Saturday, July 24, 2004

EPISTO ERGO SUM ! : PAK SOEROYO, PAK DARMAWAN, BUKU HARIAN SAYA

Oleh : Bambang Haryanto

Esai Epistoholica No.1/Juli 2004
Home : Epistoholik Indonesia/EI




DIARY OF ANNE FRANK. Buku harian paling terkenal di dunia mungkin milik Anne Frank. Gadis Jerman-Yahudi kelahiran tahun 1929 itu tewas di kam konsentrasi Jerman tahun 1945. Ketika Nazi berkuasa di Jerman di bawah pimpinan mantan seniman gambar poster yang ketika berkuasa menjadi monster diktator, yaitu Adolf Hitler, Anne Frank melarikan diri ke Amsterdam. Dalam persembunyian antara 1942-1943 itu ia menumpahkan ketakutan dan juga harapan dalam sebuah buku harian. Ia menjadi simbol perjuangan dan keberanian bangsa Yahudi dan kemanusiaan ketika diterbitkan tahun 1947.

PENJAGA ARTIS BOMB SEX. Tetapi buku harian tidak selalu dapat nama harum. Adalah politisi konservatif Inggris Enoch Powell (1912-1998) dalam wawancara di koran Sunday Times (6/11/1977) secara sinis bilang, menulis buku harian itu seperti menelan kembali muntahannya sendiri. Hoek, hoek, hoek.

Sokurlah, almarhumah bintang film bomb sex sepuh, Mae West (1892-1980), punya nasehat cerah tentang buku harian. Katanya, tulis dan simpan buku harianmu karena ia suatu hari akan menjagamu. Pendapat mengenai buku harian lainnya dapat dikutip dari Oscar Wilde (1854-1900), dramawan dan penyair Inggris-Irlandia, bahwa dirinya tak pernah melakukan perjalanan tanpa ditemani buku hariannya. Katanya, seseorang harus ditemani sesuatu yang sensasional untuk dibaca ketika dalam perjalanan naik kereta api. Bagus juga, daripada beli majalah atau koran.


Bagaimana pendapat Anda ?
Apakah Anda juga memiliki buku harian selama ini ?

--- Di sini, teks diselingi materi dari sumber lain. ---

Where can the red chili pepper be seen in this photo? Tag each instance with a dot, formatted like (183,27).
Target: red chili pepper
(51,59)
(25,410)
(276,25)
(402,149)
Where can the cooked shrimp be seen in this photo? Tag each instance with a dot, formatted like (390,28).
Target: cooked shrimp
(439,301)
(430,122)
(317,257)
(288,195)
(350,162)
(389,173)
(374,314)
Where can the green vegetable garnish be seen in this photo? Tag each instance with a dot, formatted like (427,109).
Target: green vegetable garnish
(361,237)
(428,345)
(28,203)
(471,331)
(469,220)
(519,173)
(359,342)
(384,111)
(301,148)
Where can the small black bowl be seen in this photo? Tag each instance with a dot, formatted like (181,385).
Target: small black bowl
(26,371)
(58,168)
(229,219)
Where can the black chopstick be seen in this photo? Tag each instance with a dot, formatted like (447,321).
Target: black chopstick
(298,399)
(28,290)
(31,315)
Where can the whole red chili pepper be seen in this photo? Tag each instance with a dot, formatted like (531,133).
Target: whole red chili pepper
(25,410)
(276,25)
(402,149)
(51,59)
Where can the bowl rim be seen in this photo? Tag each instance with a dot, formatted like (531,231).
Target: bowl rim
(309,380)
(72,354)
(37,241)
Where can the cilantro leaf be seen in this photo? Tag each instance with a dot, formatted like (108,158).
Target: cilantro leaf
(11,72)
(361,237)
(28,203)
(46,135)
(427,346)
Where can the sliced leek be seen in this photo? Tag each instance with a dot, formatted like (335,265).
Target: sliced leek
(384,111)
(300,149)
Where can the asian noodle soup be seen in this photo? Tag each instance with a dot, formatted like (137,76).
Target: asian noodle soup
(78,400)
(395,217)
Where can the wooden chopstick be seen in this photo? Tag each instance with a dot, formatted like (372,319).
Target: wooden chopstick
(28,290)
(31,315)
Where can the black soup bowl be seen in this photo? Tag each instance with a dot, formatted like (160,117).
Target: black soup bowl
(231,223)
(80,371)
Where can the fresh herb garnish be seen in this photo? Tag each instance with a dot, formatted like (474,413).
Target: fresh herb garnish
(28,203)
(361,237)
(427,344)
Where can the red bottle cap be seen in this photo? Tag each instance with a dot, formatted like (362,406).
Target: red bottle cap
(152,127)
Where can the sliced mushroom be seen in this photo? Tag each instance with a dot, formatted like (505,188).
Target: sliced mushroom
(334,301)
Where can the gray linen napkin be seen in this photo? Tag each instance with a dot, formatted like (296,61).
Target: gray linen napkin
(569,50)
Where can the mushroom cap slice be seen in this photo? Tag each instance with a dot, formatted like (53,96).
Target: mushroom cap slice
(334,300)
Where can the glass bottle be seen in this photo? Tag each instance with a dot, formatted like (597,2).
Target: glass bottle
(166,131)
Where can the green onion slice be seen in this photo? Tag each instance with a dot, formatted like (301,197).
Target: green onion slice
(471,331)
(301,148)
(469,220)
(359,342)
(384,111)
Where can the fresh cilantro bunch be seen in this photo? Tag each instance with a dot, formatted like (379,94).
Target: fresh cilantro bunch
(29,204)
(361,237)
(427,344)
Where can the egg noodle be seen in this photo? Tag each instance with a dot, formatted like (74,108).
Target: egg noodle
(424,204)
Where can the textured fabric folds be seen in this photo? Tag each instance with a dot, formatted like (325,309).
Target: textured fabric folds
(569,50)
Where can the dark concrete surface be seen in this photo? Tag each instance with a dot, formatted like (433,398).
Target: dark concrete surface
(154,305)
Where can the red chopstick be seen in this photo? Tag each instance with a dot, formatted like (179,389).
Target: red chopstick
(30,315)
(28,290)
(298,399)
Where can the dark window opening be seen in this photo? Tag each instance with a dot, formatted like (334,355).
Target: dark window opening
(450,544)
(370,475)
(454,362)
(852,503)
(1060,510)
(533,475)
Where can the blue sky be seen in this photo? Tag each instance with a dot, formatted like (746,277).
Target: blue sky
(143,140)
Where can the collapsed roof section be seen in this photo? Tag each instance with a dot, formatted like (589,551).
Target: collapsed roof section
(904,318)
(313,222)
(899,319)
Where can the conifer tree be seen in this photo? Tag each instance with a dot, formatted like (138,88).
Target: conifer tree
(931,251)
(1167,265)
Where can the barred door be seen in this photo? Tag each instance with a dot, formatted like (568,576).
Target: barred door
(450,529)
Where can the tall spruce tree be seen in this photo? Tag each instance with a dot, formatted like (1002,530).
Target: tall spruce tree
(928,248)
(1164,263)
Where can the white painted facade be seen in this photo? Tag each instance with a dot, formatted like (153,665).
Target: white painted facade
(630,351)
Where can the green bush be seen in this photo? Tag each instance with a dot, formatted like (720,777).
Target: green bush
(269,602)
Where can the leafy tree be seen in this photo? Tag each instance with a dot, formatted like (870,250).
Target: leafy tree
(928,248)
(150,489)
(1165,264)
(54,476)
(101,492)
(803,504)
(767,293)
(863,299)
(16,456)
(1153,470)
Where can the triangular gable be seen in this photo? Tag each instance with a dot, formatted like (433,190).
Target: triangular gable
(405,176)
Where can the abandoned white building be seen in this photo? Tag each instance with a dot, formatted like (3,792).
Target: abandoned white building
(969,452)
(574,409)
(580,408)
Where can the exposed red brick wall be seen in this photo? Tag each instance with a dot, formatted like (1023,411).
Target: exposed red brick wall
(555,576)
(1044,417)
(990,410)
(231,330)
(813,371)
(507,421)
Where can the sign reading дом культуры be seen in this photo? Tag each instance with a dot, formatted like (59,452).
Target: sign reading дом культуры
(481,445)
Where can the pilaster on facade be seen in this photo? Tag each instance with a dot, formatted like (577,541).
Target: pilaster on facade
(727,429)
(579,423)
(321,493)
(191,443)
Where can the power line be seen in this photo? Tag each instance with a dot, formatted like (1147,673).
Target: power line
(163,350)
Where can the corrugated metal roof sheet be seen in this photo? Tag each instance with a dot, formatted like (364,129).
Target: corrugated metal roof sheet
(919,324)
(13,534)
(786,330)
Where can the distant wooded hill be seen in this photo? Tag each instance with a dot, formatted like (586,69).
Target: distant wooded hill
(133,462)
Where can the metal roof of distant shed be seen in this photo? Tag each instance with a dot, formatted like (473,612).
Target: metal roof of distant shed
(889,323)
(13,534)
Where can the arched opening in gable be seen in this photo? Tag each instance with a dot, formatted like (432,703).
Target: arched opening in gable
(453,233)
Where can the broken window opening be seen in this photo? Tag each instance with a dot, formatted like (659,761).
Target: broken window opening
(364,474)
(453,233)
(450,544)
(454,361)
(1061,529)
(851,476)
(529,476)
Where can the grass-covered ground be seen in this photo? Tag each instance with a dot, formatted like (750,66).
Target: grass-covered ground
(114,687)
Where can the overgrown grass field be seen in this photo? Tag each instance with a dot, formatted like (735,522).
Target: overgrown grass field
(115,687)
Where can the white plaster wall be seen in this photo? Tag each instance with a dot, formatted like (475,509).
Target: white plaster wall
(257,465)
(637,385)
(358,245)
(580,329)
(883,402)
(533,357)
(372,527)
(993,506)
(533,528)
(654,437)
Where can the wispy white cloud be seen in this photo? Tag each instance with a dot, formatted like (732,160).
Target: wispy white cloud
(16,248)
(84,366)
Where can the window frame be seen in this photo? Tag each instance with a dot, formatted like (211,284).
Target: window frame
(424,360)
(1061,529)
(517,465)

PESONA PARAKAL. Saya juga menulis buku harian. Baru-baru ini, dalam upaya me-recall atau membangkitkan kembali peristiwa seputar gagasan komunitas Epistoholik Indonesia, saya mencoba membolak-balik lagi buku harian saya. Buku tahun 1992 dan 1994.

Tercatat bahwa pada hari Jumat, 10 April 1992, saya yang saat itu berdomisili di Jakarta, mengunjungi Perpustakaan American Cultural Centre (ACC) yang terletak di Wisma Metropolitan II, Jl. Jenderal Sudirman, Jakarta. Saya anggota perpustakaan ACC dan secara rutin berkunjung ke perpustakaan ini. Menurut saya, saat itu ACC adalah perpustakaan terbaik di Jakarta. Majalah-majalah manca negaranya banyak, selalu mutakhir. Buku-buku barunya selalu bikin senewen, sebab mana yang lebih dulu untuk dibaca ?

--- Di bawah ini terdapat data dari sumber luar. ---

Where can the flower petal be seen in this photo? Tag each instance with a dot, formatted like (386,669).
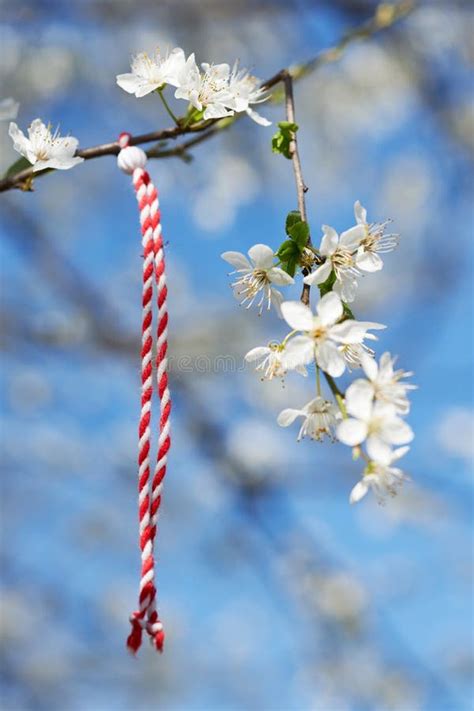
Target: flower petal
(257,353)
(237,259)
(369,365)
(299,351)
(329,359)
(288,416)
(255,116)
(369,262)
(297,315)
(129,82)
(262,256)
(378,450)
(329,308)
(351,432)
(351,331)
(276,300)
(351,238)
(360,213)
(279,277)
(329,241)
(359,399)
(320,274)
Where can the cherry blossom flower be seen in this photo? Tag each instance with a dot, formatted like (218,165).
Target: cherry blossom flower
(375,422)
(8,109)
(384,480)
(320,418)
(322,335)
(274,362)
(44,149)
(374,241)
(385,381)
(245,90)
(339,252)
(258,275)
(151,73)
(353,352)
(207,91)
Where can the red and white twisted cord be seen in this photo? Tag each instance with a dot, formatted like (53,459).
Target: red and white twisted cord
(132,160)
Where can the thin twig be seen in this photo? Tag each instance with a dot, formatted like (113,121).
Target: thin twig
(301,187)
(385,16)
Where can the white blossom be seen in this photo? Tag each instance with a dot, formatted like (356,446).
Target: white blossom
(374,241)
(257,275)
(246,91)
(319,419)
(207,91)
(274,362)
(44,149)
(322,334)
(377,423)
(8,109)
(384,480)
(354,352)
(151,73)
(385,381)
(339,252)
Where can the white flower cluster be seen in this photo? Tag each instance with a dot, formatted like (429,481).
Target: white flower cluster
(216,90)
(43,148)
(368,416)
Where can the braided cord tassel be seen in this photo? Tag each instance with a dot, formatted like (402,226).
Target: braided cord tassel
(132,160)
(164,440)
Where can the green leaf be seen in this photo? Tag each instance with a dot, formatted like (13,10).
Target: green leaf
(287,249)
(327,285)
(282,139)
(292,217)
(290,265)
(347,311)
(18,165)
(299,232)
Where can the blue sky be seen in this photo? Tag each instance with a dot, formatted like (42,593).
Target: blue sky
(257,536)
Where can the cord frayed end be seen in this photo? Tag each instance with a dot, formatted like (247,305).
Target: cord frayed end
(134,639)
(159,641)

Saat itu ketika membaca-baca aneka majalah, saya tertarik pada paparan majalah TIME (6/4/1992) mengenai sosok tokoh penulis surat pembaca asal India, Anthony Parakal. Eureka ! Sebagai penulis surat pembaca sejak tahun 1970-an, kisah Anthony Parakal itu bagi saya langsung menjadi setrum ribuan volt, sebuah booster moral bagi diri saya bahwa menulis surat pembaca itu cool dan berharga !

Artikel menarik itu lalu saya fotokopi. Sayang sekali, fotokopi itu saat ini tak lagi saya punyai. Tetapi yang pasti, peristiwa ini telah saya catat dalam buku harian saya. Sejarah kecil dan cikal bakal gagasan tentang Epistoholik Indonesia/EI
itu pun mulai bergulir. Dapatkah tanggal 10 April 1992 ini dianggap sebagai kelahiran embrio Epistoholik Indonesia, komunitas jaringan para penulis surat pembaca se-Indonesia ?

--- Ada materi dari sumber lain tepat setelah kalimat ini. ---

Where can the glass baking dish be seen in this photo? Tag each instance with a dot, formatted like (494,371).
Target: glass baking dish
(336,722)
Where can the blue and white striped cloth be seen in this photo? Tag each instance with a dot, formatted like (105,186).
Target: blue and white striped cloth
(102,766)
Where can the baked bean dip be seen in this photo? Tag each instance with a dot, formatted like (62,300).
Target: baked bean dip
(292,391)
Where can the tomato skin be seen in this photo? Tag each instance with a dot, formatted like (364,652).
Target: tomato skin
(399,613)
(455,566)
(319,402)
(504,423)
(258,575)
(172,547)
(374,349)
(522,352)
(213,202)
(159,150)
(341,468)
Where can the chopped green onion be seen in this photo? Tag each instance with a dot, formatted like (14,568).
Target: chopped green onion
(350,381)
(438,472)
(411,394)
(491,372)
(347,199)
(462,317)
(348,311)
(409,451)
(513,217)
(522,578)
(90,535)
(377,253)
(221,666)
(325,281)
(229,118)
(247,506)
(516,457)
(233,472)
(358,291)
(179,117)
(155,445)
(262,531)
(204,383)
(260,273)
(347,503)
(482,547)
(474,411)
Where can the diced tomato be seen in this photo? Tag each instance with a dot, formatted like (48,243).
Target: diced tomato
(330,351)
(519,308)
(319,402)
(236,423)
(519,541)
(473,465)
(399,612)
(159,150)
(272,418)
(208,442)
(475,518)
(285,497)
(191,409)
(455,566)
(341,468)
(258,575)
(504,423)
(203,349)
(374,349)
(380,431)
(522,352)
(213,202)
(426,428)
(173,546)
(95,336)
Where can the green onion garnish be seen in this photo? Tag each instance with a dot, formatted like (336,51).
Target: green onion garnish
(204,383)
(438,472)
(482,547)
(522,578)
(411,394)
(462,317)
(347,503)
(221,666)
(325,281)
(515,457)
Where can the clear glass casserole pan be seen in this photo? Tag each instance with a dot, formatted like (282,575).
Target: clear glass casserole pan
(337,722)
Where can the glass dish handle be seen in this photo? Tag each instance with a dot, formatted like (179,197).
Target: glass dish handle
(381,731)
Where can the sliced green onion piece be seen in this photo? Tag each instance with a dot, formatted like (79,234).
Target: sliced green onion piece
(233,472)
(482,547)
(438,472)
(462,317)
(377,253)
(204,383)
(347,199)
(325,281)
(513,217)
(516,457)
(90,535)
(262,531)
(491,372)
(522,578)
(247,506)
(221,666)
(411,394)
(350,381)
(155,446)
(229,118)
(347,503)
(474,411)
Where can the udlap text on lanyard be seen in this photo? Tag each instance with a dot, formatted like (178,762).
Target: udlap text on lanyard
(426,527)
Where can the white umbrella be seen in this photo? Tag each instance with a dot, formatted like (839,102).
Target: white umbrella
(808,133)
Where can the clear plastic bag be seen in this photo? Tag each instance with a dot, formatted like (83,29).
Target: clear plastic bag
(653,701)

SAYA DAN PAK SOEROYO 1992 DAN 2003. Pada hari Rabu, 22 April 1992, karena kebelet ingin menularkan sosok Anthony Parakal itu, saya nekad dan mengamuk dengan mengirimkan surat-surat dan fotokopi kisahnya di majalah TIME itu kepada 3 orang yang sering namanya saya jumpai dalam kolom surat pembaca. Mereka adalah : Bapak Soeroyo (Solo), Haji G. Malikmass (Jakarta, penulis buku Catatan Anak Emas Soekarno, terbitan Galang Press Yogyakarta) dan Lucas Sumanto (Jakarta).

Suatu kebetulan sejarah, atau takdir mungkin, sebelas tahun kemudian saya tergerak kembali untuk mengirim surat untuk mencoba mengenalkan bab Epistoholik Indonesia kepada Bapak Soeroyo (Solo), lagi. Surat saya di tahun 1992 memang tak ada balasan dari beliau.

Tetapi tahun 2003, beliau membalas dan berkenan bergabung dalam EI. Bahkan tanggal 24 Desember 2003, beliau mendapat penghargaan dari Republik Aeng-Aeng karena selama tahun 2003 telah menciptakan rekor menulis 39 surat pembaca sepanjang tahun di Harian Solopos (Solo). Dalam acara penyerahan piagam di Balai Soedjatmoko Solo saya bisa bertemu muka dengan Pak Soeroyo, untuk kedua kali ketemu temu Pak Moegono, walau kontak saya ke Pak Soeroyo 22 April 1992 itu sama-sama tidak kita sadari saat itu.

Pada hari Sabtu, 25 April 1992, surat dan fotokopi kisah hebat Anthony Parakal itu ngawur saya kirimkan juga kepada Bapak dr. Willie Japaris (Jakarta). Esoknya, 26 April 1992, kepada Bapak Drs. Sunarto Prawirosujanto (Jakarta) dan Ir. Bambang Hesti (Semarang). Bahkan pada hari Kamis, 30 April 1992, saya kirimkan surat yang mempromosikan epistoholik fantastis a la Pak Anthony Parakal itu kepada bintang film/sutradara yang kini jadi politisi : Sophan Sophiaan.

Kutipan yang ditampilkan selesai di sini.